Réunion du 1er avril 2008 à 21h30
Organismes génétiquement modifiés — Discussion générale

Photo issue du site de l'Assemblée nationale ou de WikipediaCatherine Quéré :

Madame la présidente, madame la secrétaire d'État, mes chers collègues, c'est à la fois triste, inquiète et en colère que je m'adresse à vous aujourd'hui. Et c'est aussi en tant qu'agricultrice que je souhaite m'exprimer à cette tribune. Si l'Assemblée nationale adopte la loi sur les OGM telle qu'elle a été amendée par le Sénat, on peut dire sans exagérer aucunement que l'on aura mis fin à la diversité de l'agriculture française. Un sort funeste, en effet, attend l'agriculture biologique et toutes les agricultures conventionnelles engagées dans des démarches de qualité.

Autoriser la culture d'OGM en plein champ, c'est prendre le risque d'une contamination des cultures conventionnelles et biologiques – songeons à ce qui s'est passé dans les Deux-Sèvres –, ce qui revient à leur refuser le droit d'exister ; c'est aussi mépriser les demandes des consommateurs, qui, lors du Grenelle de l'environnement, se sont clairement opposés aux OGM ; c'est enfin ouvrir une ère de conflits sans fin entre producteurs.

Une pollution des cultures conventionnelles et biologiques devra rester exceptionnelle et tout accident devra donner droit à une réparation totale, quel que soit le niveau de contamination. Je vous rappelle tout l'intérêt des pratiques de l'agriculture biologique, respectueuse de l'environnement, créatrice d'emplois ruraux, génératrice de circuits courts permettant le maintien des petites et moyennes exploitations. Supprimer l'agriculture biologique, c'est supprimer tout un pan de notre économie rurale. C'est aussi nier la demande des consommateurs, en nette progression.
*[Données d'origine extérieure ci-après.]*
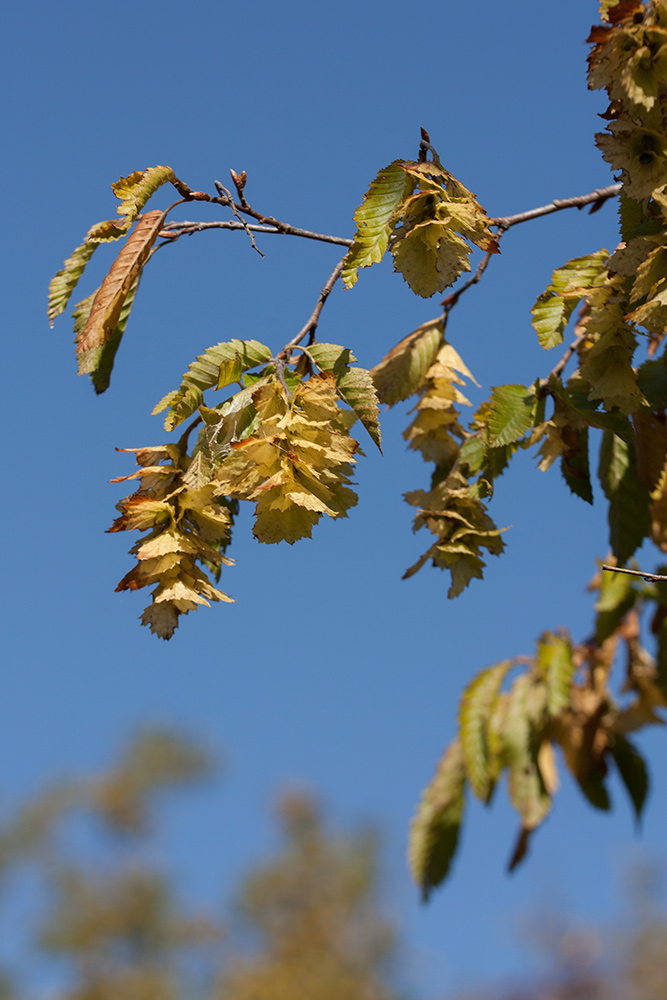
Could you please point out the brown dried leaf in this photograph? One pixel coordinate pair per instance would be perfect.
(108, 303)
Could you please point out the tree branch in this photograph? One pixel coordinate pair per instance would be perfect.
(311, 325)
(649, 577)
(596, 198)
(224, 193)
(174, 230)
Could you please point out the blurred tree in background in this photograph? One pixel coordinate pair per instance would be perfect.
(107, 924)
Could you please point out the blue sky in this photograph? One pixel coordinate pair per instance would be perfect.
(329, 671)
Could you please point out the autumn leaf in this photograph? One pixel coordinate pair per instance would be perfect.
(434, 832)
(401, 372)
(512, 413)
(219, 364)
(65, 281)
(554, 307)
(374, 219)
(134, 190)
(477, 704)
(110, 298)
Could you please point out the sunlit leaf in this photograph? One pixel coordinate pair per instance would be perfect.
(476, 707)
(512, 413)
(374, 219)
(556, 664)
(552, 311)
(204, 373)
(65, 281)
(134, 190)
(633, 771)
(435, 829)
(401, 372)
(629, 516)
(114, 290)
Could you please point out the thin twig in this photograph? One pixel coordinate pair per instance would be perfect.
(649, 577)
(597, 197)
(182, 442)
(223, 192)
(311, 325)
(175, 229)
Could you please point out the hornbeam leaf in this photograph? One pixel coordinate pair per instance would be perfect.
(552, 311)
(632, 769)
(374, 220)
(357, 389)
(134, 190)
(629, 515)
(65, 281)
(114, 290)
(332, 357)
(355, 385)
(477, 705)
(108, 231)
(652, 381)
(430, 256)
(556, 664)
(512, 412)
(401, 372)
(574, 463)
(98, 362)
(204, 373)
(607, 366)
(434, 831)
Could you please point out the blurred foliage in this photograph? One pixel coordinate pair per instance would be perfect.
(107, 923)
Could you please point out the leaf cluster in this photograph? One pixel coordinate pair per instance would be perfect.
(559, 700)
(427, 219)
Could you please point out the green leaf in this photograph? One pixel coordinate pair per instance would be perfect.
(556, 665)
(357, 389)
(477, 705)
(652, 381)
(618, 594)
(608, 365)
(134, 190)
(629, 514)
(65, 281)
(434, 831)
(554, 307)
(632, 769)
(574, 464)
(521, 736)
(332, 357)
(512, 413)
(204, 373)
(401, 372)
(355, 385)
(527, 791)
(230, 372)
(374, 219)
C'est enfin ignorer le travail des nombreuses collectivités qui se sont engagées dans la distribution de produits biologiques, notamment pour la restauration collective.

Le Grenelle de l'environnement nous avait fait espérer que la future loi OGM protégerait les systèmes agraires, prendrait en compte le principe de précaution et respecterait le droit à produire et à consommer sans OGM. En fait, c'est tout le contraire.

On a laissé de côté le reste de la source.